$20.6m for 1080 drop to combat rat explosion

By Ben Aulakh at Greymouth Star

The Department of Conservation will be doing 1080 drops in an attempt to control the rat explosion on the West Coast. Photo / File
The Department of Conservation will be doing 1080 drops in an attempt to control the rat explosion on the West Coast. Photo / File

The explosion in the rat population in the South Island has prompted the Government to commit an extra $20.6 million for a second set of 'Battle for our Birds' 1080 aerial poison drops, especially in Kahurangi and South Westland this winter and spring.

A Greymouth pest controller says he is having to deal with double the number of rats around the district compared to two years ago.

Murray Piner, of Piner Pest Control, attributes the explosion in rat numbers to a big beech 'mast' or fruiting since late last year.

"The rats have got food and are breeding. People are getting quite a problem in their houses with rats and mice. Both rodents are a problem," Mr Piner said.

"From the year previous to last year they have literally doubled."

As a sign of the size of the problem this year, he was being called to a lot of houses he had not been to before.

"Some say they have never had a problem with rats."

The problem seemed to be worse in urban areas, while in country areas farmers especially were used to rats and bought poison bait to control them.

"In the urban areas ... it hasn't happened before and the rats are coming in on people."

Rodents were more of an issue for houses next to creeks, or on the edge of the bush.
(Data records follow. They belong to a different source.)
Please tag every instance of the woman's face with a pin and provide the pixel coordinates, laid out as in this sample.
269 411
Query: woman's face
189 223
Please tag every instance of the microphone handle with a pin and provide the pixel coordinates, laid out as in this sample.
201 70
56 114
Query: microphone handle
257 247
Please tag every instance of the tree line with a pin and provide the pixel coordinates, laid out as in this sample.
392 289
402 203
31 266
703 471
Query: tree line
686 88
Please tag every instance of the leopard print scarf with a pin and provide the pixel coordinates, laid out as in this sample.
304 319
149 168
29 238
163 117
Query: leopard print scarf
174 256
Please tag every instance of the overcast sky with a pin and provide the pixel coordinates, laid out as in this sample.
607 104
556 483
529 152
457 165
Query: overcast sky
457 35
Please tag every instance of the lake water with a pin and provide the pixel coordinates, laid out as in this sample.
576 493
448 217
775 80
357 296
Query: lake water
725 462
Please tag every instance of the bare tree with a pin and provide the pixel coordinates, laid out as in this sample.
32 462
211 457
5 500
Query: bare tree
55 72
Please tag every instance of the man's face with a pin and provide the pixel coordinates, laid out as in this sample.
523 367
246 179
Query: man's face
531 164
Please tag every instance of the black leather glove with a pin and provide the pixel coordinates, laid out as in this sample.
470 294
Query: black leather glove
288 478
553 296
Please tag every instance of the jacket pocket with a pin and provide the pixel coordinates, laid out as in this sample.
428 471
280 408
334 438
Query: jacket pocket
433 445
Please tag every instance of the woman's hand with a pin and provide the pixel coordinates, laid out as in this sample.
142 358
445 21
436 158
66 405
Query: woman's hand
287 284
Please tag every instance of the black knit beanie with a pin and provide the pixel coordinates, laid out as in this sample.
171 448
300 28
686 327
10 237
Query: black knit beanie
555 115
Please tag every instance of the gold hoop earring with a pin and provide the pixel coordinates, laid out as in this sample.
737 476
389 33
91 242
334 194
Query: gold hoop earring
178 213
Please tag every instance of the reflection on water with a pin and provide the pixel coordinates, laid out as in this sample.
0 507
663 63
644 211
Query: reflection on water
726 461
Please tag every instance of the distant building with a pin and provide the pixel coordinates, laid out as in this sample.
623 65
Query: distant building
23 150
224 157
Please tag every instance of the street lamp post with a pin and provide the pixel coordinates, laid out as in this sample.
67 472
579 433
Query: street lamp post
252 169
The problem was exacerbated by the cold and wet conditions which "moves them out of the bush to look for warmer places".

He believed it would continue to get worse over the next month as the rodents were forced inside by the cold.

Mr Piner advised anyone who spotted rats around the property to not leave food scraps lying around. "That's a very important part, or rubbish where rats can get to it."

A rat that is scavenging and comes across food scraps in rubbish bags, will "come back and bring his whole family with him".

Another "clean, healthy way" of dealing with the problem was to set traps, but he said it was important to keep children away.